Scientists have uncovered how too much sunlight can flip a hidden switch inside skin cells that makes inflammation spiral out of control and increases the risk of cancer. Their research reveals that UV radiation breaks down a protective protein called YTHDF2, which usually prevents a small RNA signal from activating an immune sensor linked to dangerous inflammation. Once that protection is lost, a surprising chain reaction unfolds inside the cell, turning ordinary sun damage into a potential cancer trigger
Sunlight plays a vital role in human health because it helps the body synthesise essential nutrients, such as vitamin D. However, spending too much time in the sun can significantly increase the risk of developing skin cancer.
In a new study in Nature Communications, scientists at the University of Chicago report that long-term exposure to ultraviolet (UV) radiation can trigger inflammatory responses in skin cells by degrading a key protein called YTHDF2. This protein acts as a gatekeeper, helping prevent normal skin cells from turning cancerous. The researchers showed that YTHDF2 is central to regulating RNA metabolism, thereby maintaining cell health, and their work points to potential new strategies for preventing and treating skin cancer.
UV Radiation, Inflammation, and Rising Skin Cancer Cases
Every year, almost 5.4 million people in the United States receive a skin cancer diagnosis, and more than 90% of these cases are linked to excessive UV exposure. UV radiation can injure DNA and generate oxidative stress in skin cells, which in turn triggers inflammation that causes the familiar redness, pain, and blistering of sunburn.
“We’re interested in understanding how inflammation caused by UV exposure contributes to the development of skin cancer,” said Yu-Ying He, PhD, Professor of Medicine in the Section of Dermatology at the University of Chicago.
RNA, or ribonucleic acid, is a crucial molecule that helps translate genetic information into proteins. A critical group of RNA molecules, known as non-coding RNAs, regulates gene activity without making proteins. These non-coding RNAs usually function either in the nucleus, where the cell’s DNA is located, or in the cytoplasm, where most cellular processes occur.
How YTHDF2 Helps Protect Skin Cells
His laboratory focuses on how environmental stressors, including UV radiation and arsenic in drinking water, disrupt molecular pathways and damage cellular systems in ways that promote cancer. In their experiments, the team screened multiple enzymes and found that UV exposure significantly reduced YTHDF2 levels in cells. YTHDF2 is a “reader” protein that recognises RNA sequences explicitly tagged with a chemical modification called N6-methyladenosine (m6A).
“When we removed YTHDF2 from skin cells, we saw that UV-triggered inflammation was much worse,” He said. “This suggests that the YTHDF2 protein plays a key role in suppressing inflammatory responses.”
Inflammation is vital for defending the body against infections, but if it is not carefully controlled, it can drive serious diseases, including cancer. The detailed molecular mechanisms that keep this response in check after UV damage, however, remain poorly understood.
Non-Coding RNA, Immune Sensors, and UV Stress
Using multi-omics approaches and additional cell-based tests, the researchers showed that YTHDF2 binds to a specific non-coding RNA, U6, which carries an m6A modification and is classified as a small nuclear RNA (snRNA). Under UV stress, cancer cells accumulated higher levels of U6 snRNA, and these modified RNAs were found to interact with toll-like receptor 3 (TLR3), an immune sensor known to trigger inflammatory pathways associated with cancer.
Unexpectedly, these interactions occurred within endosomes, cellular compartments that usually help recycle materials rather than serve as a host for U6 snRNA.
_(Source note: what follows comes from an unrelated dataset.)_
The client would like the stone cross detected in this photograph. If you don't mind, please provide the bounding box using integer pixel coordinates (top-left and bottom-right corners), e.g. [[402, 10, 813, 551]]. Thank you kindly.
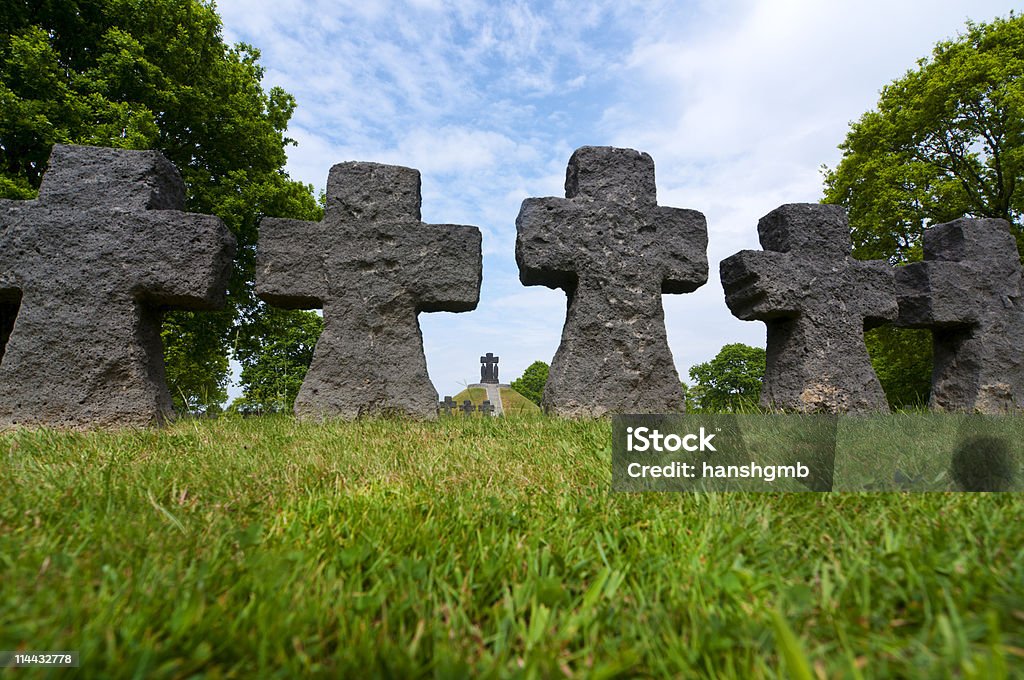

“We spent a lot of time figuring out how these non-coding RNAs get to the endosome, since that’s not where they usually reside,” He explained. “For the first time, we showed that a protein called SDT2 transports U6 into the endosome, and YTHDF2 travels with it.”
A Cellular Surveillance System Against Excessive Inflammation
Once YTHDF2 and m6A-modified U6 RNA reach the endosome, YTHDF2 prevents the RNA from activating TLR3. When YTHDF2 is missing, as after UV-induced damage, U6 RNA can bind freely to TLR3, triggering harmful inflammatory responses.
“Our study uncovers a new layer of biological regulation, a surveillance system through YTHDF2 that helps protect the body from excessive inflammation and inflammatory damage,” He said.
This newly described pathway suggests potential strategies for preventing or treating UV-induced skin cancer by targeting the interactions between RNA and proteins that control inflammation.
The study, “YTHDF2 regulates self non-coding RNA metabolism to control inflammation and tumorigenesis,” was supported by grants from the National Institutes of Health, the University of Chicago Medicine Comprehensive Cancer Centre, the ChicAgo Centre for Health and Environment (CACHET), and the University of Chicago Friends of Dermatology Endowment Fund.